This isn’t a “recipe” so much as it is a way to combine ingredients on top of bread so that it’s a full-on meal with minimal effort.
I had all of this stuff on hand, some ingredients thanks to meal prep (quick pickled bell peppers), and some ingredients courtesy of my local farmer’s market (smoked salmon goat cheese, heirloom tomatoes, & roasted garlic sourdough bread).
I am not going to write a traditional recipe for most of this, because it doesn’t really need one. I started out by roasting the roasted garlic sourdough bread drizzled with olive oil in the oven on 400 for about 6 minutes. Note: Fresh bread can be sliced and then stored in the freezer. I store each slice in individual plastic bags and date and label them. Then I take them out and pop them in the oven with some olive oil whenever I’m ready to eat them.
Now you have roasted bread (any kind of bread’ll do). Next up, I have spread a harissa, cumin, and and chili goat milk cheese on the bread. Honestly, I almost just stopped here. Good cheese on good bread with good olive is all you really need. Alas, I then added a couple of slices of an heirloom tomato (I saved the rest of the tomato and threw it in a beef bolognese I made later that day). Then I added some greens — I used sweet mixed greens, but you can use anything. I have made this before with romaine and the additional crunch is very nice. Arugula would work great too. Use whatever you have on hand. Then I topped this with smoked salmon. I am lucky to have a wonderful vendor at my farmer’s market, and I definitely splurge on smoked salmon. I would recommend you do the same — sub-par smoked salmon isn’t very tasty and it could ruin your dish! (Okay, so just make sure that you like it first.)

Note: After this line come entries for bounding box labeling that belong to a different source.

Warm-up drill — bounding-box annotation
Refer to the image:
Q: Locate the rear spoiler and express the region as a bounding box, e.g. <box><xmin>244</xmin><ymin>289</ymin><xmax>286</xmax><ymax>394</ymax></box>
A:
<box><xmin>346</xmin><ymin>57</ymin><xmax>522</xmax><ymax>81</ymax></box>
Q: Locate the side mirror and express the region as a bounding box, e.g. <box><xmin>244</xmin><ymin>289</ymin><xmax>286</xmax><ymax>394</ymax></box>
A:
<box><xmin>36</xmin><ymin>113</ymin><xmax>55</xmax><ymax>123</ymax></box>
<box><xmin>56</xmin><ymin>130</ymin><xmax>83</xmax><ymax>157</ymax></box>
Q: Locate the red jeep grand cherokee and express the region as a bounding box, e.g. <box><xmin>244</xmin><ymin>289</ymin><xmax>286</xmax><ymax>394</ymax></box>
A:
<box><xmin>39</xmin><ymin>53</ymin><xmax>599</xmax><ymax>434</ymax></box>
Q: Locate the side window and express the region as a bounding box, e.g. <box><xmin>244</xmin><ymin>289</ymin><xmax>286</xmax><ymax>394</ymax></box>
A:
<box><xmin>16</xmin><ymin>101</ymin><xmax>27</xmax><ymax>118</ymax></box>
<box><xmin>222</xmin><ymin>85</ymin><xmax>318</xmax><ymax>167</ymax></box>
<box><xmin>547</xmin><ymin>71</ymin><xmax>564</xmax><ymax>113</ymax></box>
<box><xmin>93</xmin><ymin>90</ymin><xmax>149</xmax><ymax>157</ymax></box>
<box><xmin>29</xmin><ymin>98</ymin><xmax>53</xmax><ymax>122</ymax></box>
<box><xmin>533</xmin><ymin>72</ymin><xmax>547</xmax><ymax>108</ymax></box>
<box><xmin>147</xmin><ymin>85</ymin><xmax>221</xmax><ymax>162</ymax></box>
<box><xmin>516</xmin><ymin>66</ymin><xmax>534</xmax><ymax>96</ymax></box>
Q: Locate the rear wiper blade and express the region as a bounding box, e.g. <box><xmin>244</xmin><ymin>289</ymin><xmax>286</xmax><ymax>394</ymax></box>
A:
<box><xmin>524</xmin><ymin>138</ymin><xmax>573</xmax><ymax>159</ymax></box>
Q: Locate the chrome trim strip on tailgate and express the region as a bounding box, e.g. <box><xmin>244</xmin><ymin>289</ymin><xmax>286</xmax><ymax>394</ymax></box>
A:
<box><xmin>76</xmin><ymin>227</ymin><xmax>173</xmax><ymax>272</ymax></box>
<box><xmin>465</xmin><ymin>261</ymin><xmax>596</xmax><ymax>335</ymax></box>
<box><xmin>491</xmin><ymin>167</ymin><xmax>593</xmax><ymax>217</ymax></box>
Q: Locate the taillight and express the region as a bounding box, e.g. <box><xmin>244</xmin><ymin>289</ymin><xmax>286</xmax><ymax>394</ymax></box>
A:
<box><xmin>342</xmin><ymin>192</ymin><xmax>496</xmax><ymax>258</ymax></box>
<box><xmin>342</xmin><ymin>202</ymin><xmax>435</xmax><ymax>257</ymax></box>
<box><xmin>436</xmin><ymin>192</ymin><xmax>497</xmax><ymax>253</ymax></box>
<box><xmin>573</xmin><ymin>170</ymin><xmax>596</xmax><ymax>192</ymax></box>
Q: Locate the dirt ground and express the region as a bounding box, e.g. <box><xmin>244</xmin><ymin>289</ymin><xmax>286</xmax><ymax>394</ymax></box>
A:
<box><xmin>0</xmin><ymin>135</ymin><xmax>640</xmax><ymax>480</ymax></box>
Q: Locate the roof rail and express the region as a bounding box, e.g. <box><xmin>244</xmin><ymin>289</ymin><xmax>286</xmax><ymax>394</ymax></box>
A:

The only part of this recipe that I made prior to assembling were the quick pickled sweet bell peppers. I recommend making this at the beginning of the week, and storing in its brine all week in the refrigerator. I top a lot of food with these guys, they add a nice sweet crunch that many dishes deserve in order to feel complete. I will post the recipe in just a moment.
On top of everything, add chopped dill (parsley or cilantro would be lovely additions as well), and add kosher sea salt and freshly cracked black pepper. Now you are ready for a delicious lunch, breakfast, dinner, or snack!
Quick Pickled Sweet Bell Peppers
Depending on how many bell peppers you have, you may need to adjust the amount of brine you are making. I typically use two rather large bell peppers, and I make sure that the bell peppers are completely covered by the liquid in the container I store it in.
- 2 large bell peppers (I like to use two different colors like yellow and red)
- 1 cup distilled white vinegar
- 1 cup sugar
- 1 tsp kosher sea salt
- Deseed and remove the stems from the peppers.
- Slice lengthwise into about 1/4 of an inch.
- Add peppers to a glass container with a tight lid.
- Add vinegar, sugar, and salt to a saucepan and bring to a boil while stirring with a wooden spoon.
- Let cool completely.
- Add mixture to the glass container once cooled and toss to combine.
- Make sure peppers are completely covered and this should store in the refrigerator for 1-2 weeks.